When she was chosen for the trial she was recovering from her surgery, but was still so sick she couldn’t keep anything in her stomach for very long, according to her husband Roy. He said her health has been steadily improving ever since she started the trial.

“We went from wheelchair to walker to this,” Roy said pointing to his wife, who now walks just about everywhere, even though she struggles with stamina. “The metamorphosis has been amazing. She looks so good because of the trial.”

Senior had a little nausea with T-DM1, but she never lost her thick brown hair, an image-crippling side effect for women on traditional chemotherapy. Her cancer has not been eradicated, but it isn’t spreading, DiCarlo said.

“This is my new normal. I absolutely can’t complain,” she added, still weak but able to walk and do most of the things she could do before her illness.

Senior said she owes her rosy glow and healthy appearance to a lot of “paint and spackle,” but said she is learning to live with her condition and the ongoing treatments. And those treatments could last as long as her cancer remains.

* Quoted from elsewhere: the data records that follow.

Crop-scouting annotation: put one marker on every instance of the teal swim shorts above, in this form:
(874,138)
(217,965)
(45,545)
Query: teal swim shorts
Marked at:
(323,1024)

“That’s the beauty of this drug,” Fernandez said. “If you have seen anybody who had been on chemotherapy for a year — which would be impossible because of the toxicity of the drugs — they’d look awful.”

While the clinical trial has given Senior a new lease on life, she said it probably shouldn’t have taken such a drastic step to maintain her health.

“I don’t want my story to be ‘cancer.’ I want it to be how I traveled down this road,” she said, tearing up when considering how rough the road got before smoothing out. “People need to be aware of the advances in screenings and ways to prevent cancer. If you look at me and my story, there’s hope.”

Not all cancer patients qualify for clinical trials. Senior was chosen because she was Stage 4 when she was diagnosed and had never had previous chemotherapy treatments.